Use Event Store (https://eventstore.org), you can read (https://eventstore.org/docs/getting-started/which-api-sdk/index.html) that when using TCP client you can achieve 15000-20000 writes per second. If you will ever need to do anything with data, you can use projections or do the transformations based on streams to populate any other datastore you wish.
You can create even cluster.
If money plays no role, you can use TimesTen.
http://www.oracle.com/timesten/index.html
A complete in memory database, with amazing speed.
I would use the log file for this, but if you must use a database, I highly recommend Firebird.
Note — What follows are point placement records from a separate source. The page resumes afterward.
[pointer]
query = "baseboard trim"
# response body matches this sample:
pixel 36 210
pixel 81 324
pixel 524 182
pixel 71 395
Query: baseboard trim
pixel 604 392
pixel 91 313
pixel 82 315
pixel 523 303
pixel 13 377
I just tested the speed, it inserts about 10k records per second on quite average hardware (3 years old desktop computer). The table has one compound index, so I guess it would work even faster without it:
milanb#kiklop:~$ fbexport -i -d test -f test.fbx -v table1 -p **
Connecting to: 'LOCALHOST'...Connected.
Creating and starting transaction...Done.
Create statement...Done.
Doing verbatim import of table: TABLE1
Importing data...
SQL: INSERT INTO TABLE1 (AKCIJA,DATUM,KORISNIK,PK,TABELA) VALUES (?,?,?,?,?)
Prepare statement...Done.
Checkpoint at: 1000 lines.
Checkpoint at: 2000 lines.
Checkpoint at: 3000 lines.
...etc.
Checkpoint at: 20000 lines.
Checkpoint at: 21000 lines.
Checkpoint at: 22000 lines.
Start : Thu Aug 19 10:43:12 2010
End : Thu Aug 19 10:43:14 2010
Elapsed : 2 seconds.
22264 rows imported from test.fbx.
Firebird is open source, and completely free even for commercial projects.
I believe the answer will as well depend on hard disk type (SSD or not) and also the size of the data you insert. I was inserting a single field data into MongoDB on a dual core Ubuntu machine and was hitting over 100 records per second. I introduced some quite large data to a field and it dropped down to about 9ps and the CPU running at about 175%! The box doesn't have SSD and so I wonder if I'd have gotten better with that.
I also ran MySQL and it was taking 50 seconds just to insert 50 records on a table with 20m records (with about 4 decent indexes too) so as well with MySQL it will depend on how many indexes you have in place.